Similarly, the spot rates for Asia to Europe (BAI81 and BAI31 indices, representing Shanghai and Hong Kong to Europe) have only seen an average increase of 30% compared to pre-pandemic levels.
For east-bound trans-Pacific routes from Asia to the US (BAI82 and BAI32 Shanghai to the US and Hong Kong to the US, respectively), the rates have increased by an average of 35% compared to pre-pandemic levels.
Trend of demand weakness in 2023
Chan said demand is "trickier to forecast" than supply.
"The general trend so far this year has been one of weakness — perhaps more weakness than anticipated as inventory restocking gets pushed out, especially on the consumer side, and discretionary spending is weighed down by inflation and elevated energy and staples costs," the Stifel senior analyst added.
In the analysis, Chan noted that global container activity (import and export, system-wide) is down 6% YTD vs. the same period in 2022.

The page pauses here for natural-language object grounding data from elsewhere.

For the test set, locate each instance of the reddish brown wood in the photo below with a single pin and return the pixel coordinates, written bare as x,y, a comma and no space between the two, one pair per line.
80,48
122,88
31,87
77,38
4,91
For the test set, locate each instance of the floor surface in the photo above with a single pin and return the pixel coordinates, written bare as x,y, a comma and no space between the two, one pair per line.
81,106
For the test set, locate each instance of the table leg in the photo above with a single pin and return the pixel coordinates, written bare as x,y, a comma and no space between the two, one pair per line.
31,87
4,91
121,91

Meanwhile, the report said airfreight is "faring even worse," with IATA reporting a 7.7% decline in FTKs in March, y/y and an 8.1% decline vs. March 2019.

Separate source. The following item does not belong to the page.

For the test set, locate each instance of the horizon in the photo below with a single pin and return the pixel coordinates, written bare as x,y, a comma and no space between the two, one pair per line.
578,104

"We believe most of the trade-down, or 'trade-back' from air to ocean after year-ago supply chain bottlenecks have largely happened, but core airfreight demand remains muted," Chan said.
"As for supply, the influx of passenger belly capacity continues to be an issue for freight rates, absorbing elastic demand in a soft freight market," he added.

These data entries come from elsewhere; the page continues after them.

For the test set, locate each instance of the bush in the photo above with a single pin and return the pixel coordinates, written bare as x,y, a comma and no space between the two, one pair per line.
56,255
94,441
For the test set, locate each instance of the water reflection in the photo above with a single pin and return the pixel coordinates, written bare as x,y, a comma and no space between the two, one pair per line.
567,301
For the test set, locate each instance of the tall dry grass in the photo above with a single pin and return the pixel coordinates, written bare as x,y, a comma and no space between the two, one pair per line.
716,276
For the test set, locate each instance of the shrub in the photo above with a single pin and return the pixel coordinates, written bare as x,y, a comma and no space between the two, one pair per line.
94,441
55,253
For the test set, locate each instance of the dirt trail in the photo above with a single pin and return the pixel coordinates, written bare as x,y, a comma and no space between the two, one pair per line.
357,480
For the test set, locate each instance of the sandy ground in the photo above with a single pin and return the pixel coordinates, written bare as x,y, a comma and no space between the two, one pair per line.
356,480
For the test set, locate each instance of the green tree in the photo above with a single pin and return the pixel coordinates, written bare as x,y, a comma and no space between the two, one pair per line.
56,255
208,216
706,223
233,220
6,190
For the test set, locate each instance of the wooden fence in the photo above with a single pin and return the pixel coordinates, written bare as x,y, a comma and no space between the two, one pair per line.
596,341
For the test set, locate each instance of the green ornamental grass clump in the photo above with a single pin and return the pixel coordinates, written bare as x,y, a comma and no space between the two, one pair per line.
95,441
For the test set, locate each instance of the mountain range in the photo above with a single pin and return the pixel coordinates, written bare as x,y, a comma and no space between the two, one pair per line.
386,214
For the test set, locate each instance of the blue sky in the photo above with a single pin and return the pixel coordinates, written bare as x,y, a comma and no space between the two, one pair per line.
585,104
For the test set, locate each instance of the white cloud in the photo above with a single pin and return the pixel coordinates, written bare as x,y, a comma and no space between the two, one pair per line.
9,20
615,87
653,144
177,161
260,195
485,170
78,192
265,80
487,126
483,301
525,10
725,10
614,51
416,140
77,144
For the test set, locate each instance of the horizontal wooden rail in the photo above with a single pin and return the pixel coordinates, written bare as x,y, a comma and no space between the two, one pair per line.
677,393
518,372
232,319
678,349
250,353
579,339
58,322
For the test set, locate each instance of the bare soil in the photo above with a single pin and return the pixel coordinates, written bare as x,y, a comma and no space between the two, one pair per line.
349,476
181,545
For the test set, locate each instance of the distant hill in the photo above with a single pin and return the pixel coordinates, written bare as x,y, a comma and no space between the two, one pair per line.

The Stifel senior analyst explained that summer travel season and generally robust passenger activity, especially on trans-Atlantic lanes, has led to a healthy supply of lower deck space.
"Airlines may have even overbuilt for demand, in our view, and it will take time for capacity to moderate after the summer surge wanes," he added.
The report cited IATA's latest data release reveals that ACTKs are up 10% worldwide vs. last year and are only 1% lower than in March of 2019, before the pandemic.
ACTKs in Asia Pacific were up a staggering 24% y/y — again largely due to the comp effect from COVID reopening.
North America was up a modest 0.4%, but Europe was up nearly 9% y/y.
"The market is likely to be most over-supplied with belly space this summer, so cargo rates will likely trough in the next few months, but we think slack capacity will stick around into 2024," Chan said.
Rate "softness" to persist in 2023
In May, Shanghai to North America (BAI82) declined 13% sequentially from April, and Hong Kong to North America (BAI32) declined 2%.
For Europe-bound lanes, Shanghai origin (BAI81) fell 18% from April, while Hong Kong origin (BAI31) declined slightly over 3% y/y.
On Frankfurt to the US (BAI22), rates were down 13% sequentially.
"We expect demand softness to persist for most of the year and belly capacity to continue to come into the market, so continued rate pressure should be the theme of 2023," Chan said.
"But as mentioned above, supply-demand dynamics should be most protracted this summer, with seasonal passenger travel demand driving excess supply, while freight networks reach a bottom on destocking," he added.